Class LemmatizerME

    • Method Detail

      • lemmatize

        public String[] lemmatize​(String[] toks,
                                  String[] tags)
        Description copied from interface: Lemmatizer
        Generates lemmas for the word and postag.
        Specified by:
        lemmatize in interface Lemmatizer
        Parameters:
        toks - An array of the tokens
        tags - an array of the pos tags
        Returns:
        An array of possible lemmas for each token in the toks sequence.
      • lemmatize

        public List<List<String>> lemmatize​(List<String> toks,
                                            List<String> tags)
        Description copied from interface: Lemmatizer
        Generates lemma tags for the word and postag.
        Specified by:
        lemmatize in interface Lemmatizer
        Parameters:
        toks - An array of the tokens
        tags - An array of the pos tags
        Returns:
        A list of every possible lemma for each token in the toks sequence.
      • predictSES

        public String[] predictSES​(String[] toks,
                                   String[] tags)
        Predict Short Edit Script (automatically induced lemma class).
        Parameters:
        toks - An array of tokens.
        tags - An array of postags.
        Returns:
        An array of possible lemma classes for each token in toks.
      • predictLemmas

        public String[][] predictLemmas​(int numLemmas,
                                        String[] toks,
                                        String[] tags)
        Predict all possible lemmas (using a default upper bound).
        Parameters:
        numLemmas - The default number of lemmas
        toks - An array of tokens.
        tags - An array of postags.
        Returns:
        A 2-dimensional array containing all possible lemmas for each token and postag pair.
      • decodeLemmas

        public static String[] decodeLemmas​(String[] toks,
                                            String[] preds)
        Decodes the lemma from the word and the induced lemma class.
        Parameters:
        toks - An array of tokens.
        preds - An array of predicted lemma classes.
        Returns:
        The array of decoded lemmas.
      • encodeLemmas

        public static String[] encodeLemmas​(String[] toks,
                                            String[] lemmas)
        Encodes the word given its lemmas.
        Parameters:
        toks - An array of tokens.
        lemmas - An array of lemmas.
        Returns:
        The array of lemma classes.
      • topKSequences

        public Sequence[] topKSequences​(String[] sentence,
                                        String[] tags)
        Parameters:
        sentence - An array of tokens.
        tags - An array of postags.
        Returns:
        Retrieves the top-k sequences.
      • topKSequences

        public Sequence[] topKSequences​(String[] sentence,
                                        String[] tags,
                                        double minSequenceScore)
        Parameters:
        sentence - An array of tokens.
        tags - An array of postags.
        minSequenceScore - The minimum score to be achieved.
        Returns:
        Retrieves the top-k sequences.
      • probs

        public void probs​(double[] probs)
        Populates the specified array with the probabilities of the last decoded sequence.
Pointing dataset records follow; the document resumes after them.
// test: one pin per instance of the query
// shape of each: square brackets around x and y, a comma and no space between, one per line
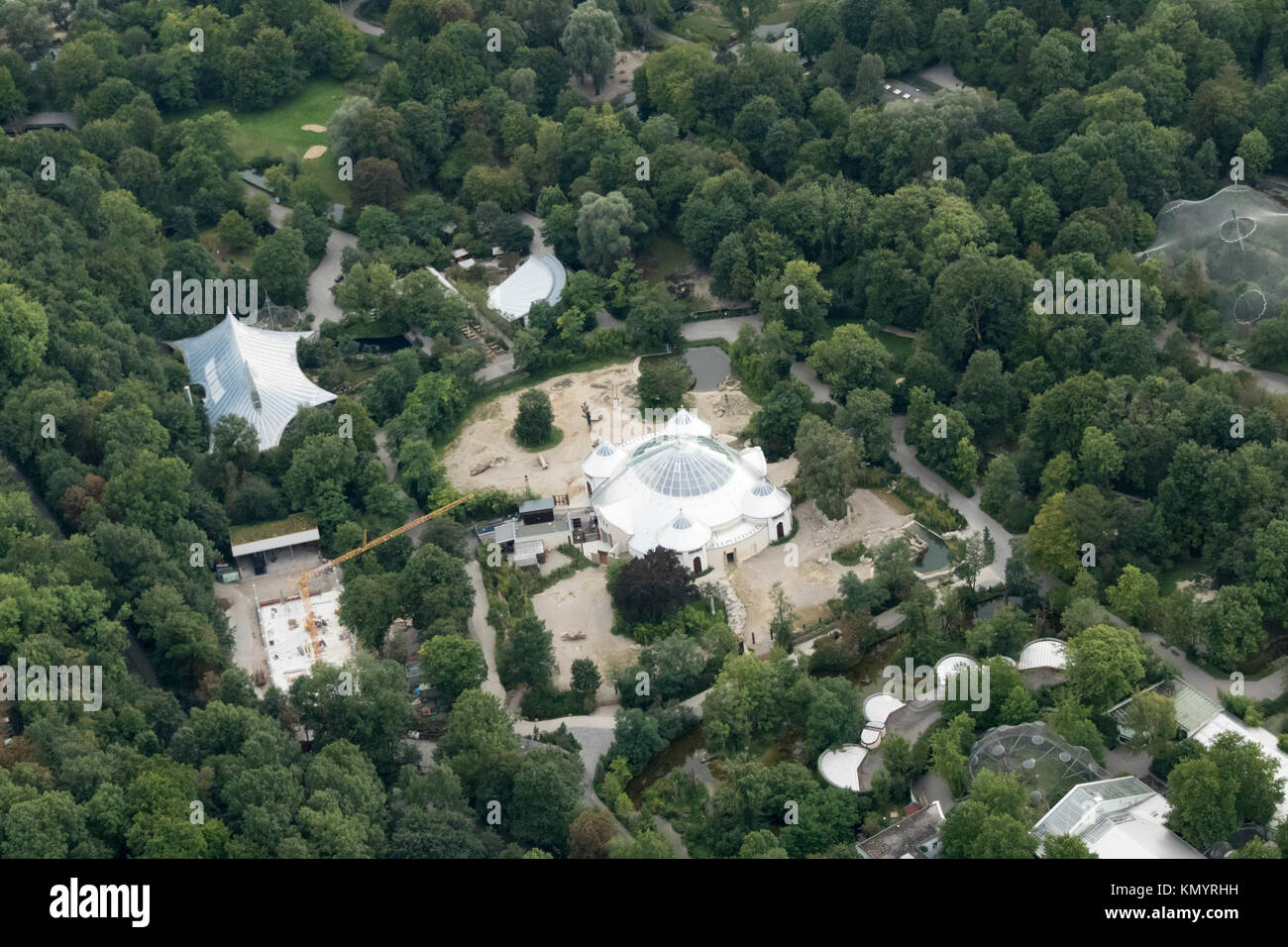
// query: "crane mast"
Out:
[309,620]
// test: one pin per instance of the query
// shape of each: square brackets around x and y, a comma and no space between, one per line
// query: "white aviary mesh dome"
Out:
[1237,237]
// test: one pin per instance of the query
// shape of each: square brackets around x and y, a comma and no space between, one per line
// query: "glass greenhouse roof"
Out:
[683,467]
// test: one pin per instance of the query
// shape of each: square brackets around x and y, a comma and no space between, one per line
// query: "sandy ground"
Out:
[239,602]
[580,604]
[487,432]
[618,82]
[809,582]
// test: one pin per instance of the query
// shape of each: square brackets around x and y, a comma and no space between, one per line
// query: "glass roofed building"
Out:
[682,489]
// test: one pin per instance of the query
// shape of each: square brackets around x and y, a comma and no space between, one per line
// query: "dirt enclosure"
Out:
[810,582]
[485,437]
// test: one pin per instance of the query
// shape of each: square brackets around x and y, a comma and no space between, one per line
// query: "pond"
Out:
[708,364]
[936,552]
[688,753]
[385,344]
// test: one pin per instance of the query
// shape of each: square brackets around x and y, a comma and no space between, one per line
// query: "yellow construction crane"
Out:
[309,621]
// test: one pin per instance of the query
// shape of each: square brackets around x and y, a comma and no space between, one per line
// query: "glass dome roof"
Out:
[683,467]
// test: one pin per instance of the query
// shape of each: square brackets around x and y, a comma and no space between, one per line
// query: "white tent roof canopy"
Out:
[540,277]
[253,373]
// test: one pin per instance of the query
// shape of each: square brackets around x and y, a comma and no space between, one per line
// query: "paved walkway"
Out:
[1263,689]
[323,277]
[1271,381]
[370,29]
[967,505]
[485,635]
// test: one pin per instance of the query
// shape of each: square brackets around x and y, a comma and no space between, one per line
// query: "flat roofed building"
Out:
[912,836]
[286,638]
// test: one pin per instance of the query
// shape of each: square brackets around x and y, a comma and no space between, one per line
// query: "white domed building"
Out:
[682,489]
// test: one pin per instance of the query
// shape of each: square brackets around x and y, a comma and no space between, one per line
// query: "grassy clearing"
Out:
[898,346]
[278,132]
[210,240]
[665,256]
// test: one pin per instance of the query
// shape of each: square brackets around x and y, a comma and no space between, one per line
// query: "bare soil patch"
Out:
[814,579]
[619,81]
[485,438]
[581,605]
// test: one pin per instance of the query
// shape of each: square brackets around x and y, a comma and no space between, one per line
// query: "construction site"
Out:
[290,650]
[283,608]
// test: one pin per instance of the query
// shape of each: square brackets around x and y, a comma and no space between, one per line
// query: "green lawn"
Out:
[900,347]
[664,257]
[707,25]
[278,132]
[209,239]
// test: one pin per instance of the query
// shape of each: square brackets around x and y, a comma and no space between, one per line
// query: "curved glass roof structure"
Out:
[683,467]
[682,491]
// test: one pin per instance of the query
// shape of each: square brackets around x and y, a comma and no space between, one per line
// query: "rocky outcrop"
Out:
[735,612]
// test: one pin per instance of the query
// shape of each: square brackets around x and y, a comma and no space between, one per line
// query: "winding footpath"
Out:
[1269,380]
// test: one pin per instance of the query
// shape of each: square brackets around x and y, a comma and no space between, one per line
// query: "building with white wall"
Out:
[682,489]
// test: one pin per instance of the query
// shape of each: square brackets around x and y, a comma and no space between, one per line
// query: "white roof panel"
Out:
[253,373]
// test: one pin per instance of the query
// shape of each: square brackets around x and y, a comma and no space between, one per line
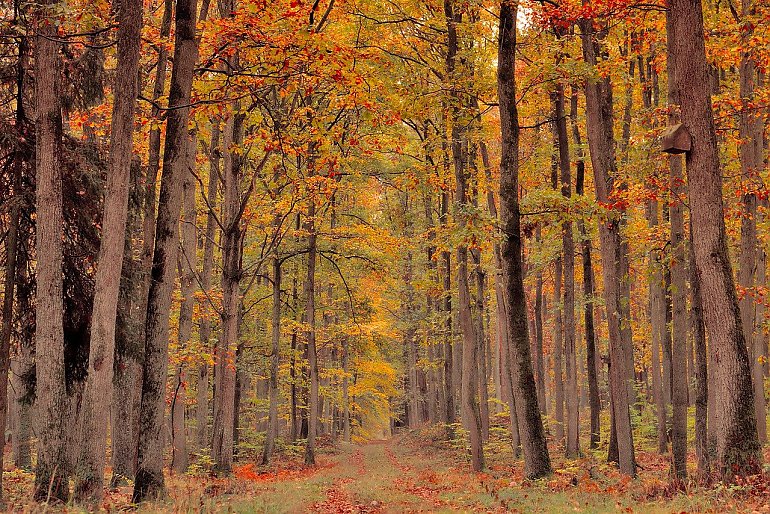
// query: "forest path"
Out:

The sequence was determined based on the previous call to lemmatize(String[], String[]).

        The specified array should be at least as large as the number of tokens in the previous call to lemmatize(String[], String[]).

        Parameters:
        probs - An array used to hold the probabilities of the last decoded sequence.
      • probs

        public double[] probs()
        Returns an array with the probabilities of the last decoded sequence. The sequence was determined based on the previous call to lemmatize(String[], String[]).
        Returns:
        An array with the same number of probabilities as tokens were sent to lemmatize(String[], String[]) when it was last called.
      • topKLemmaClasses

        public Sequence[] topKLemmaClasses​(String[] sentence,
                                           String[] tags)
        Parameters:
        sentence - An array of tokens.
        tags - An array of postags.
        Returns:
        Retrieves the top-k lemma classes.
      • topKLemmaClasses

        public Sequence[] topKLemmaClasses​(String[] sentence,
                                           String[] tags,
                                           double minSequenceScore)
        Parameters:
        sentence - An array of tokens.
        tags - An array of postags.
        minSequenceScore - The minimum score to be achieved.
        Returns:
        Retrieves the top-k lemma classes.